Le président de l’AOP Pêches nectarines inquiet pour l’avenir des exploitations
Pierre Giovanelli, président de l’AOP Pêches Nectarines, a profité du Medfel, le salon international de la filière fruits et légumes en cours à Perpignan, pour présenter à la presse lles perspectives de la campagne 2010 et les actions qui vont être conduites auprès des distributeurs. En 2009, la campagne des Pêches et Nectarines a connu une crise sans précédent mettant en péril l’avenir de certaines exploitations. « La campagne 2010 sera déterminante pour la santé et la viabilité des exploitations. Si 2010 est comme 2009, plus d’un producteur sur 10 sera éliminé », a précisé le président de l’AOP qui regroupe 17 entreprises de mise en marché de La Crau, du Roussillon, de Nîmes et de Vallée du Rhône (CA : 135 M€ pour 125 000 tonnes de fruits). Celui-ci dénonce les annonces faites sur les prévisions de récolte qui ont largement influé sur les prix pratiqués en 2009.

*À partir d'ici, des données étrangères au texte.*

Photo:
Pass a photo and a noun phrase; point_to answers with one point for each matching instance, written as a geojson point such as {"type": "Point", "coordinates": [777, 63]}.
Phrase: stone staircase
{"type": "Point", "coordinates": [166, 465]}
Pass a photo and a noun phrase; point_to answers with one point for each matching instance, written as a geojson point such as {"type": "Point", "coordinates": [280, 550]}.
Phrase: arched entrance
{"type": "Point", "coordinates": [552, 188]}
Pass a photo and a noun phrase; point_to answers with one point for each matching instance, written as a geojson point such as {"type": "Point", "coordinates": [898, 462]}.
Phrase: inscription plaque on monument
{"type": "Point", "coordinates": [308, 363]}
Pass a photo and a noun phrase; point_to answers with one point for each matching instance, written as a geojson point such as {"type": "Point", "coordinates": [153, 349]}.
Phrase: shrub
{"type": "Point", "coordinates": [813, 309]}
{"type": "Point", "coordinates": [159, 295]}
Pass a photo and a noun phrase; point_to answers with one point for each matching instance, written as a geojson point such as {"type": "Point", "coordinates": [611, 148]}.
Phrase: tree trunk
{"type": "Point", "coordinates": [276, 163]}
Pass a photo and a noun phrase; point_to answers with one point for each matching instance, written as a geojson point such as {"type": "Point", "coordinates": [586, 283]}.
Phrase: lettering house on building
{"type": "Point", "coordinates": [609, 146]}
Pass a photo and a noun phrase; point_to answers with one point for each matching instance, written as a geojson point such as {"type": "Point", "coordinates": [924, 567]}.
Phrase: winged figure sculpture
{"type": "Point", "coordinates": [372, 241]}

Les prévisions impactent négativement les prix
« Les annonces sur les prévisions de récoltes doivent être modérées. En 2009, on avait annoncé une récolte excédentaire. Or, à l’arrivée, la récolte a été conséquente, mais pas au point d’expliquer cette crise et ce bas niveau de prix », a-t-il souligné, en précisant que « 80 % des volumes ont été vendus dans le cadre de promotions ». Pour la campagne 2010, l’AOP a mis en place des leviers spécifiques en marge des actions de communication qui s’appuient sur le slogan : « Dites oui à la pêche d’ici », associé à un argumentaire tourné sur la production locale, le maintien des emplois ruraux (6 000 emplois au sein de l’AOP), et la production respectueuse des ressources naturelles avec la mise en place d’une charte qui sera contrôlée par un organisme tiers. L’AOP s’est fixée aussi comme challenge de réussir le démarrage de la saison avec un basculement rapide en rayon des « pêches d’ici » face aux productions concurrentes et de maintenir les pêches et nectarines jusqu’en septembre sur les rayons de la GMS.

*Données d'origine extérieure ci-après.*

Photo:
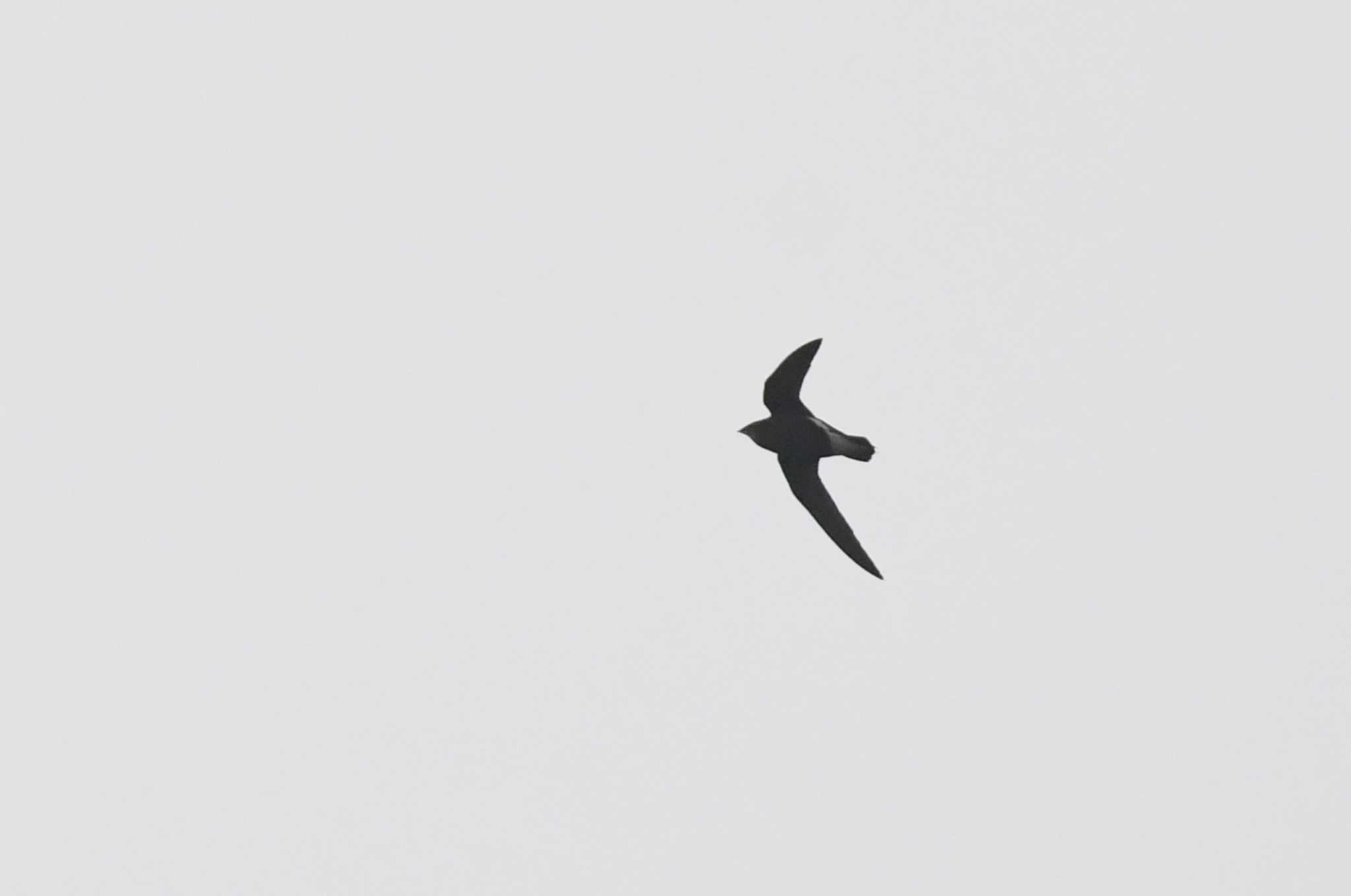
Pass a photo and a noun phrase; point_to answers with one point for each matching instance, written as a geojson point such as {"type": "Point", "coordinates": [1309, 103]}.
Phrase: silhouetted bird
{"type": "Point", "coordinates": [801, 440]}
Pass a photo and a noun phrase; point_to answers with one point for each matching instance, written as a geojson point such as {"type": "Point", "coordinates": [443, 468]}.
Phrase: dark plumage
{"type": "Point", "coordinates": [800, 440]}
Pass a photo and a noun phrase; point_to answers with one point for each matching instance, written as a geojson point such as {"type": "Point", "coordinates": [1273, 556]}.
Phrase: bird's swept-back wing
{"type": "Point", "coordinates": [805, 482]}
{"type": "Point", "coordinates": [786, 381]}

La production 2010 en baisse
Selon les prévisionnistes, la production européenne de pêches nectarines devrait se situer autour de 2,7 millions de tonnes, légèrement en repli par rapport à 2009 (- 4 %). Cette tendance, qui sera affinée en juin, fait suite à un hiver rigoureux qui a touché nombre de bassins de production. Ainsi, en France, il est prévu une production globale d’environ 327 000 tonnes (341 579 tonnes en 2009) dont 136 700 pour le Languedoc-Roussillon (138 571 en 2009). « En Roussillon, nous tablons sur 85 à 90 000 tonnes sur un potentiel de 100 000 tonnes », confie Eric Hostalnou de la Chambre d’agriculture des P.-O. « En 10 ans, ce bassin a perdu un tiers de la production ». La production italienne, la plus importante, atteindrait 1,43 millions de tonnes (1,47 en 2009). Elle est jugée en légère baisse par rapport à 2009, et accusera un retard de 7 à 10 jours. Du côté des voisins espagnols, la production 2010 de 667 000 tonnes « devrait être identique à 2009. Et accusera un retard de 8 à 10 jours », a déclaré Felix Rof-driguez, de la coopérative agro-alimentaire. Elisenda Casals, de Catalonia Qualitat, a fait remarquer que, depuis quelques années, « les pêches et nectarines produites en Catalogne sont exportées vers la Russie et la Pologne, devenue la 3e destination après la France et l’Allemagne. Malgré les problèmes liés à l’encaissement, nous continuons à poursuivre ces marchés ». La Catalogne, qui produit 37 % de la production nationale, approchera les 320 000 tonnes. Enfin, la Grèce avance une production de 281 400 tonnes contre 269 800 en 2009.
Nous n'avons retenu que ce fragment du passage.